Jonny Forsyth
Jonny Forsyth is Associate Director, Mintel Food & Drink, monitoring and engaging with latest innovations and market developments in all alcohol and coffee categories.

For too long, private label has focused its innovation efforts on food over drinks. It is now time to rectify this and more effectively compete with brands. Here, we explore how private label brands can innovate and reposition themselves to stay ahead of the competition.

Boost investment in private label drinks

In more mature private label markets, retailers have much to gain by investing in their private label drinks ranges. There is clear consumer demand for private label drinks that are premium and innovative at a reasonable price, rather than cheap imitators of brands. Better-quality drinks ranges can not only generate healthier profits for retailers, but also help to deepen loyalty and attract new customers.

Could refill be a game-changer for private label drinks?

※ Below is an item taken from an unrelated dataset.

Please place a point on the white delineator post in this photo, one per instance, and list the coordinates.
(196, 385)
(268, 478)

As more refill stations line up alongside packaged beverage fixtures, retailers have an opportunity to increase their market share. Refills allow retailers to neutralise one of the principal advantages which brands enjoy: their on-pack design and communication.

Refilling has already started to become a normalised activity in the beverage category. UK retailer Waitrose is expanding its refillable scheme after huge success since its launch in 2019. It sells a number of private label products, including tea and coffee, at lower prices than brands to attract consumers.

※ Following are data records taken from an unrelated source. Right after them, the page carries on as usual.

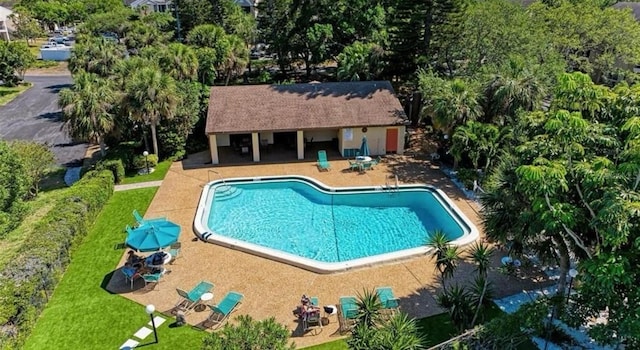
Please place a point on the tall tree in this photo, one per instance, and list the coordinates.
(591, 39)
(98, 55)
(86, 108)
(236, 58)
(26, 27)
(514, 88)
(457, 104)
(360, 61)
(179, 61)
(151, 96)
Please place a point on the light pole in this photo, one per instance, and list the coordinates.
(149, 309)
(146, 160)
(572, 273)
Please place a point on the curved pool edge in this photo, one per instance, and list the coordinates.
(202, 232)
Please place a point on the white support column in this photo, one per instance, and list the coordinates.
(213, 148)
(255, 142)
(300, 144)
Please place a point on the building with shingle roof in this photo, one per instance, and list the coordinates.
(249, 119)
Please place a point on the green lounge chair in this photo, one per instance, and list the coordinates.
(191, 299)
(152, 278)
(388, 300)
(347, 313)
(142, 221)
(312, 321)
(323, 163)
(221, 311)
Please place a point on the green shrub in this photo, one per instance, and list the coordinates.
(140, 162)
(27, 281)
(467, 176)
(115, 166)
(125, 152)
(14, 187)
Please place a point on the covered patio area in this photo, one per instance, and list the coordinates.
(271, 288)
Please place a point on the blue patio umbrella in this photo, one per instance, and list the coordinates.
(153, 236)
(364, 147)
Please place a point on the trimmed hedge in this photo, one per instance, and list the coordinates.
(27, 281)
(115, 166)
(140, 162)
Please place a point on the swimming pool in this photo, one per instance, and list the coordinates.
(303, 222)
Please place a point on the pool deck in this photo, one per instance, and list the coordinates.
(274, 289)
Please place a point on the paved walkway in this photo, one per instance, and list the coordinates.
(138, 185)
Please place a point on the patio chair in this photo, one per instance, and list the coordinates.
(221, 311)
(323, 163)
(142, 221)
(347, 313)
(387, 298)
(312, 321)
(191, 299)
(152, 278)
(174, 250)
(130, 274)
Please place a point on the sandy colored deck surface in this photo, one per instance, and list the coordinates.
(274, 289)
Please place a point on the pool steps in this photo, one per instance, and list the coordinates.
(204, 233)
(226, 192)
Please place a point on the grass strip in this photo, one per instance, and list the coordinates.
(81, 313)
(161, 170)
(7, 94)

Waitrose Unpacked includes private label tea and coffee (UK)

Source: Instagram, @waitrose

Feedback from Waitrose customers shows that consumers are keen to see more branded refill options. But retailers can steal beverage share by limiting the amount of branding allowed on refill outlets, or by using blind taste tests to recruit drinkers.

Private label brands can engineer a more premium positioning

Very few private label drinks brands are targeting the premium space. This is a missed opportunity in mature retail markets where consumers are open-minded to the idea of everyday “luxury” at affordable prices. Strong premium drinks ranges can deliver retailers better margins, deeper customer loyalty and more in-store traffic.

The minority of private label drinks brands that target the premium space are using elevated packaging and premium on-pack language to reassure shoppers they deliver on quality.

The Champagne of teas: Sainsbury’s Taste the Difference Darjeeling Fine Tea claims to be the Champagne of Teas, possessing distinctive dry white grape flavours, characteristic of fine mid-season second-flush Darjeeling. Carefully selected by skilled experts (UK).

Made with hand-picked, specially selected apples: Tesco Finest Pressed Pink Lady Apple Juice is said to be made with hand-picked, specially selected, sweet and aromatic Pink Lady apples that have been ripened by warm sunshine to give a sweet and refreshing flavour (UK).

There is consumer demand for premium and innovative private label drinks

Retailers may view creating a more differentiated private label product strategy as risky. But there is clear consumer demand for such an approach in more mature private label markets. In Canada, for example, over eight in ten private label buyers claim familiar store brands give them the confidence to try new foods and flavours.

Private label Scotch, but not as you know it: Aldi’s Speyside Single Malt Scotch replicates the sophisticated packaging of Scotch brands. It also reassures buyers by focusing on provenance and process (‘richness and complexity as a result of careful ageing in American oak casks’) (Australia).

Source: Mintel GNPD

A clean, minimalist design conveys chic quality: Target’s Wine Cube Black Cherry Wine Spritzer taps into what successful Hard Seltzers are doing in the US by using a minimalist design to convey better-for-you and quality ingredients, but using a wine base instead of spirits (US).

Source: Mintel GNPD

Premium innovation can unlock more opportunities in private label alcohol

Private label has a particularly strong opportunity to gain market share in premium alcoholic categories. Strong national brands have long precluded private label from gaining share, especially in beer and spirits. Meanwhile, smaller, craft beer and spirit brands have managed to break the stranglehold of the major brands.

Yet these craft brands often come at a high price and Aldi has shown how retailers can offer consumers quality alternatives at a fraction of the cost.

Aldi’s Anti-establishment IPA Beer costs just £1.19/$1.57 (UK)

Source: Mintel GNPD

Aldi’s Spiced Gin is perceived as better value than other gins (Australia). For example, Mintel Purchase Intelligence shows that nearly a quarter of Australians view this private label gin as “good value” versus 17% for all new gin launches.